Collins has come under increasing pressure since the Beijing Olympics
Brendan Foster has warned a change at the top of UK Athletics might not bring an instant turnaround in fortunes.
UKA performance director Dave Collins has come under fire after the below-par display of Britain's Olympic athletes.
Collins could lose his job, with Dutch performance director Charles van Commenee heavily linked with the post.
But the BBC commentator warned: "This is not the panacea. We all know football clubs who change managers and it doesn't make any difference."
Collins, who succeeded Max Jones in March 2005 and has a contract until March, was set a target of winning five medals at the Olympics, but his athletes only came home with four.
And UK Athletics is under pressure to deliver more medals in the most high-profile sport at the London Olympics in 2012.
Chief executive Niels de Vos revealed during the Beijing Games that he had spoken to possible successors to Collins.
But Foster, the former 3,000m world record holder, added: "It's not an easy job. It's a very difficult task.
"It's not a squad like in other sports where you have squad training, there are a lot of individuals.
"And whether Charles van Commenee was the boss or Dave Collins was the boss, it wouldn't have made Colin Jackson run any quicker, it was him and his coach that made him run quicker.
"So I think you've got to temper it a little bit."
Van Commenee guided Denise Lewis to heptathlon gold in Sydney in 2000 and Kelly Sotherton to the bronze medal in Athens four years later, but later accused Sotherton of being a wimp and told her she should have won silver.
Former 800m Olympic champion Steve Ovett believes a change would be good for the sport and says changes are required if there is to be an improved performance at the London Games in four years' time.
They'll have to go in there and start carving things up, making sure that it's best for the athletes rather than the system
"You need someone who has the ability to come in, sees what needs to be done and get on with it," he told BBC Radio 5 Live's Sportsweek.

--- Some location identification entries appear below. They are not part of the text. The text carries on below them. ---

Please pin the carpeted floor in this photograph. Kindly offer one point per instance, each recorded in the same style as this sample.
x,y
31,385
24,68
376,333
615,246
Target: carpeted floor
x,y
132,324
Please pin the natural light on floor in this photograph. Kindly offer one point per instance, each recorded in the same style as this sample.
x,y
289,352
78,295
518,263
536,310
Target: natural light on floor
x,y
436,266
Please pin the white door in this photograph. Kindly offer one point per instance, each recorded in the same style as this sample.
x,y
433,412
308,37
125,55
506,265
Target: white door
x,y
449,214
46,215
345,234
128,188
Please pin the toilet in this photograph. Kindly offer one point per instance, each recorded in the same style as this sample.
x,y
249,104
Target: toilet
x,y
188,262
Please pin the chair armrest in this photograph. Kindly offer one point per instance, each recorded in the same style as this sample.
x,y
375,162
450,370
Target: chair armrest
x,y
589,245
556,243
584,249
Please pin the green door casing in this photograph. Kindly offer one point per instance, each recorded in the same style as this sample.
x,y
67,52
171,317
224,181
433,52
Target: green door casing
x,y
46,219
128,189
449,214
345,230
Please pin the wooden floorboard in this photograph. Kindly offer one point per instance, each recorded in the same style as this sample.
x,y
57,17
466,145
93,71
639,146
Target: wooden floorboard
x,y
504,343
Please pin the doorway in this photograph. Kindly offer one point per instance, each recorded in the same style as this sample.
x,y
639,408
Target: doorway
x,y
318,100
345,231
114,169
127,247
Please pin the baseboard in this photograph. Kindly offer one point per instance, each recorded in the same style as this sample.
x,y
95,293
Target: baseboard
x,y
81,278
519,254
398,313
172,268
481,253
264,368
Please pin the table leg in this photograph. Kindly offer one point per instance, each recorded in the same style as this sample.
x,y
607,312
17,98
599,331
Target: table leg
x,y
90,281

"He cannot be hampered by people saying, 'this is the way it's been done in the past and the way we're doing things now', you've got to have someone who say's 'no that isn't good enough.'
"We're not getting the right results for the money that is being poured into our sport, it's as simple as that. Accountability now has to come into it.
"They're going to have to upset people. They'll have to go in there and start carving things up, making sure that it's best for the athletes rather than the system."
Ovett added that a new performance director would benefit from having someone work alongside them, and admitted he would relish the opportunity.
"If you can get guys like Charles, you need someone to back him up," he added.
"I would love the job, there's no question about that, but you have to weigh up your life. I'm happy and would think, 'What do I need the job for?'."
Christine Ohuruogu was the only British track and field athlete to win gold in Beijing, while other sports such as cycling, sailing and rowing excelled as Team GB returned home with a record medal haul.
The athletics team was set a target of five medals and despite falling just one short with four, the performance of the team as a whole has come in for plenty of criticism.
But Ohuruogu has given her backing to Collins and believes he is the right man to take UK Athletics forward.
"I think from what I see he was doing a brilliant job, I haven't heard the criticism or negative things," she said.
"He's more than capable of doing what he needs to do. He has a team around him that assists him getting the team where they need to be.
"It's not bad, we were a medal short on what was predicted. I think there were good performances, a lot of PBs and getting into finals of tough events."
Ovett also criticised the attitude of the current crop of UK athletes, saying: "They need a severe reality check as to what you need to do to survive and what you need to do to win.
"But they need someone that, when they're out on the warm-up track just about to go out into the Olympic stadium, tells them 'this is what you've got to do.
"'No messing around, you're not going to fall off the back of the pace and just hang around and finish in eighth or ninth. We've supported you, you're good enough get out there and start winning medals'."